MLK speakers call for equality

Standing at a "crossroads on the way to equality," as one speaker said, students and faculty came together in Kay Chapel Wednesday to remember the life of the Reverend Dr. Martin Luther King, Jr. and pledged to work for social justice in his memory.

The Commemorative Ceremony featured speeches by AU President Benjamin Ladner, student leaders, a performance by AU's gospel choir and a candlelight ceremony. The keynote speaker, Mr. Hilary Shelton, director of the NAACP Washington Bureau, however, was stalled in traffic and was unable to attend.

In his opening remarks, AU President Benjamin Ladner asked questions he said were fundamental to celebrating the memory of Dr. Martin Luther King, Jr.

"How do you do that?" Ladner said. "How do you pay tribute? How do you honor? When I struggle to try to appropriate the memory of Dr. Martin Luther King, I'm also dealing with how memory shapes the values that I currently embrace."

Ladner also related one of his experiences talking with Corretta Scott King, King's widow, in Atlanta, Georgia before he became President of AU. "She said, 'I have to struggle to make an icon relevant,'" Ladner said. Ladner encouraged students to listen to live recordings of King's speeches and sermons to better appreciate his mastery of language and rich speaking abilities.

"The sheer cadence and rhythm of his speech, embracing a community of human speech, is deeply enthralling and deeply moving," Ladner said.

David Owens, director of Multicultural Affairs, introduced Thaddeus Horne, president of the Black Student Alliance and Lorenley Baez, former co-director of the Latino and American Student Organization, calling them "both very involved in the King tradition."

Horne, a senior in the School of Communication, encouraged students to reevaluate their attitudes towards social justice and reminded them to take inspiration and encouragement from the life of King and other workers in the Civil Rights Movement.

"We are all guilty of being complacent in the situation we now enjoy, only speaking out when there is a problem that affects us," Horne said. "Don't forget where you came from and those who made it possible for you to be the successes you are today."

Baez, a senior in SOC, emphasized the diversity inherent in King's message and its widespread application to all facets of American society.

"I learned at a very young age that there is more to this world than black and white," Baez said. She said that King was not fighting to liberate only African-Americans, but fighting ignorance and prejudice in general. "[King] was helping to liberate all those who've been marginalized just because they're different," Baez said. In his closing remarks, University Chaplain Joe Eldridge recalled the words and example of King at the garbage workers' strike in Memphis, Tennessee shortly before he was killed. Eldridge encouraged ceremony participants to make a personal commitment to the memory of King.

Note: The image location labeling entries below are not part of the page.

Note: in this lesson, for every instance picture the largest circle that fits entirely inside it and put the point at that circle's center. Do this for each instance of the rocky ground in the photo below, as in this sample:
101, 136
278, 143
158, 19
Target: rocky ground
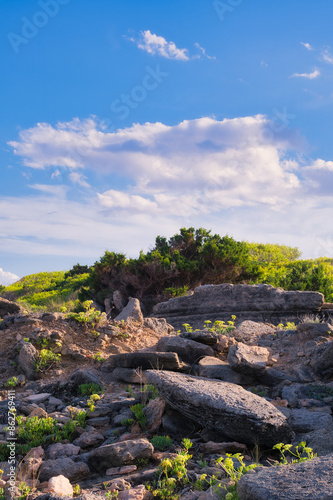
238, 391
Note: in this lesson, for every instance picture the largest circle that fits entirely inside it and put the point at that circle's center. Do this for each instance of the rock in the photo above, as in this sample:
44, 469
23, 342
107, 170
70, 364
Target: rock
115, 471
80, 377
62, 450
308, 331
118, 454
129, 375
131, 311
145, 360
8, 307
323, 366
188, 350
159, 325
210, 367
153, 413
27, 360
311, 480
302, 420
202, 336
247, 302
74, 471
228, 408
89, 438
250, 360
119, 300
60, 485
211, 447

"As we go forth, let us take the words and the works of Martin Luther King and develop a kind of - dangerous selflessness,'" Eldridge said.

The Martin Luther King, Jr. National Holiday was first celebrated in 1986, nearly eighteen years after legislation establishing the holiday was first introduced in Congress. It is celebrated on the third Monday of every January, but AU's commemorative ceremony takes place annually on the next Wednesday so that students return from Winter Break in time to participate.